Price, however, claims to have first warned the company about the flaw way back in 2013 and only went public due to what he says is Moonpig’s inaction to fix the problem.

The vulnerability is said to lie in the website’s application programming interface (API), a set of routines, protocols, and tools for building software applications.

The flaw gave hackers access to customer ID numbers by sending in an API request, which required no authentication. API calls were not rate-limited, so attackers could work their way through different combinations until they discovered each customer ID. As well as accessing contact details, they could see the last four digits of a saved credit card and place orders on someone else’s card.

The issue is very serious, with about three million customers’ data potentially at risk should the flaw be genuine. So what can we learn from this? Here’s what industry commentators have to say:

Eldar Tuvey, CEO of mobile security company Wandera

The latest Moonpig security breach highlights the continued vulnerabilities in mobile app security. During 2014 we saw a number of high profile hacks including the iCloud leak and Forbes.com.

moonpigWe know that increasingly people are using apps on both their personal and work phones – latest Wandera research reveals 70% of users are exposed to insecure apps on their mobile devices, which for businesses presents a big risk to corporate security, as well as personal information.

This case is a reminder that well-known brands and big businesses need to take mobile security more seriously than ever before, as it’s crucial to always protect customers data and own corporate data. Poor programming often results in apps inadvertently leaking sensitive user information, opening a window of opportunity for a hacker to look into customers’ credit card details and obtain other personal information from their accounts. We see 1 to 2 new apps used in our network of global employees every day which suffer from this vulnerability.

Apps using only basic authentication can in some scenarios open up the possibility of a Man in the Middle Attack being staged. Having a multi-layered mobile security solution in place is critical, and utilising algorithms to detect patterns that signal malicious or risky behaviour is proving to be an effective solution.
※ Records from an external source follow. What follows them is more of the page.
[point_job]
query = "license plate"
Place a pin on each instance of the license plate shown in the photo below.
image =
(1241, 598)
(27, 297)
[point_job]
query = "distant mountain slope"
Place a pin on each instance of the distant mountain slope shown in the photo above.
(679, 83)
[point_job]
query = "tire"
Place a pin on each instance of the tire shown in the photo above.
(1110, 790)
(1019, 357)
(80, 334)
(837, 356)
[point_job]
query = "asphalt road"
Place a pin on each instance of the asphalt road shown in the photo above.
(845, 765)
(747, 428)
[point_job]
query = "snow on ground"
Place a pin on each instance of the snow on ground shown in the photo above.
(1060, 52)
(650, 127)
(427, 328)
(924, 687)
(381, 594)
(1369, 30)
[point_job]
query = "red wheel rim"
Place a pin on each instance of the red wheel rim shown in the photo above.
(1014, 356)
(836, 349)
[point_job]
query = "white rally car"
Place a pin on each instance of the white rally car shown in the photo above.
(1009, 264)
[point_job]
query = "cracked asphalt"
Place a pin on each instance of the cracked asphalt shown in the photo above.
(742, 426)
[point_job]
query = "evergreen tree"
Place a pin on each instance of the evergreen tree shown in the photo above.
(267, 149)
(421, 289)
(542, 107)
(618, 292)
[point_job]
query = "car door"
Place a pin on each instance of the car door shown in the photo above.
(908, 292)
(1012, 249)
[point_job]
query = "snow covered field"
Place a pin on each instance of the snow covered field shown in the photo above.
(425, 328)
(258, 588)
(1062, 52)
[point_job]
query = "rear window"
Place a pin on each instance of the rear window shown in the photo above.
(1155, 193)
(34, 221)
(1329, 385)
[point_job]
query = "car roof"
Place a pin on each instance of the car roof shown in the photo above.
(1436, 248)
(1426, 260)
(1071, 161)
Ross Brewer, managing director for international markets at LogRhythm

“We’re used to hearing about security breaches and flaws on a very frequent basis these days, so the fact that another organisation has fallen foul doesn’t come as too much of a surprise. We have, after all, reached a stage when it’s a case of when, not if, a security incident occurs for most businesses today. What is unbelievable is the fact that Moonpig was made aware of the fact there was an issue almost two years ago and, as far as can be seen, did nothing about it.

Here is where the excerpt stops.